Hani derler ya; "Kurt kuzuyu yemeyi kafaya koyduğu zaman suyu bulandırmasına gerek yoktur."
Hâkimin karşısında ipe sapa gelmez suçlama sebeplerini dinlerken; "Ya hu bunlar bize zulmetmeyi kafaya koymuş. "Haksızlığı meslek edinmiş kimseden hak iddia etmek Hakka karşı haksızlıktır" der Üstad Bediüzzaman.
Devletin izin verdiği legal faaliyet gösteren bir bankasına para yatırmak, Milli eğitim bakanlığının denetimindeki bir okula veya dershaneye çocuğunu göndermek, TBMM'nin "Devlet üstün hizmet ödülü" verdiği bir yardım kuruluşu olan "Kimse Yok mu" derneğine yardımda bulunmak gibi şeyleri suç sebebi sayıp; hatta bunları dünyanın başına bela olmuş İŞİD ve PKK gibi terör örgütlerinden daha tehlikeli görmek, tam bir akıl tutulması.
Zemheri soğuğundan beter bir suratla, kaşlarını çatıp; "Tutuklanmasına karar verilmiştir" cümlesiyle morallerimiz bozulsa da farklı bir karar beklemiyorduk.

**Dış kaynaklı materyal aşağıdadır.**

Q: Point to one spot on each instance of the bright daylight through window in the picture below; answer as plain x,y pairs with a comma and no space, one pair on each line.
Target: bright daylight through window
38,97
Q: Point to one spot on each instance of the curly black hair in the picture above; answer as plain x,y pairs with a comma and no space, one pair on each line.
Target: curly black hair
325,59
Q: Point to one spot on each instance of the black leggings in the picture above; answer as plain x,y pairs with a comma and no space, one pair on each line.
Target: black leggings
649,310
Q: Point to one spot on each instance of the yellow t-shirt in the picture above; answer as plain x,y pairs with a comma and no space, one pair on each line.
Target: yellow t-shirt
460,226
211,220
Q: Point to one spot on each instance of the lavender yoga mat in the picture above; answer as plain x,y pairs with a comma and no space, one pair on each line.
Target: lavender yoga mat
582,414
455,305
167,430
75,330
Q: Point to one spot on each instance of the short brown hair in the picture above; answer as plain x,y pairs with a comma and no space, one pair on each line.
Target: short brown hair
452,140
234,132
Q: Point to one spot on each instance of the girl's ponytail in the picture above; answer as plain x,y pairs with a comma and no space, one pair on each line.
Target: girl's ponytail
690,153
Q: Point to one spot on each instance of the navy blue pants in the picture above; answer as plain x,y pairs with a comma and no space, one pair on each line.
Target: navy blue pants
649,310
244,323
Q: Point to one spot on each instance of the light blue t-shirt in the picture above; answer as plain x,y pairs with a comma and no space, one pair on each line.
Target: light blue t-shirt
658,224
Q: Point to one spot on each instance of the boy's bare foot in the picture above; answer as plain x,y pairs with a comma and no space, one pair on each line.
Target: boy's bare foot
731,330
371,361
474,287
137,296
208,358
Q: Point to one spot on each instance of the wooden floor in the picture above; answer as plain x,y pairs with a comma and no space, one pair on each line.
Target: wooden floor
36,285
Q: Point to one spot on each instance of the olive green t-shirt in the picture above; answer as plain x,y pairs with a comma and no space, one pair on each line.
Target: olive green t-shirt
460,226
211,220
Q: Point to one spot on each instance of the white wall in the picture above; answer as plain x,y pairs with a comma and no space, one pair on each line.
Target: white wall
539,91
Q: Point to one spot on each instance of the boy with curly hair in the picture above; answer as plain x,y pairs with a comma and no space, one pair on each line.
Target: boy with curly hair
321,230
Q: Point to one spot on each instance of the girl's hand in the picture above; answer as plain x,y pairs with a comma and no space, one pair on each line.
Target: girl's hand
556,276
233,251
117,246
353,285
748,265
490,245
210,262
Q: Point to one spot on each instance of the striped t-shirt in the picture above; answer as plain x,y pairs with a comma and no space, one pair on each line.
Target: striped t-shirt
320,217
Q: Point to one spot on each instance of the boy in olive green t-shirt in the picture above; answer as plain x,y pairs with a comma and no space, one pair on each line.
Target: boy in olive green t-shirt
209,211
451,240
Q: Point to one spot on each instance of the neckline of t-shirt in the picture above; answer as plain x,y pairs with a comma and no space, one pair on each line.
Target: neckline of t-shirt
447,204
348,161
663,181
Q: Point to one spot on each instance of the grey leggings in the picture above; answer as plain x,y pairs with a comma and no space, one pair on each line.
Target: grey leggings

Mahkum edilen kardeşime teselli bâbından bir şeyler söylemek isterken, çatık kaşlı somurtmuş suratlı hâkim; sesine farklı bir ton katarak, "Götürün" dedi her iki yanında bulunan jandarmalara hitaben.
İnsan bu; neticeyi bilse de "Belki belki" diye diye, bandırıyor umudun zehirle pişmiş aşına kuru yavan ekmeğini.
Kardeşimi alıp götürürlerken, mahkeme heyeti kendilerine ayrılan kapıdan salonu terk ederken, tam o sırada içeriye genç ve güzel bir bayan "Şerefsiz" diye bağırarak mahkeme salonuna girmeye çalıştı. Biz ne olduğunu anlamaya çalışırken, genç kız bir hamlede zâbit kâtibinin yakasına yapışmış tartaklamaya başlamıştı.
Araya girenler zor da olsa zâbit kâtibini kızın elinden kurtardılar ama zâbit katibinin suratı kızın tırnak yaralarıyla kan revan içinde kalmıştı.
Biz olayın şokunu atlatıp, cezaevine gidecek olan kardeşimle bir iki kelime konuşabilir miyiz diye jandarmayla koridorda bir müddet didiştikten sonra boşuna çabaladığımızın idrakiyle adliye binasının çıkışına doğru yöneldik.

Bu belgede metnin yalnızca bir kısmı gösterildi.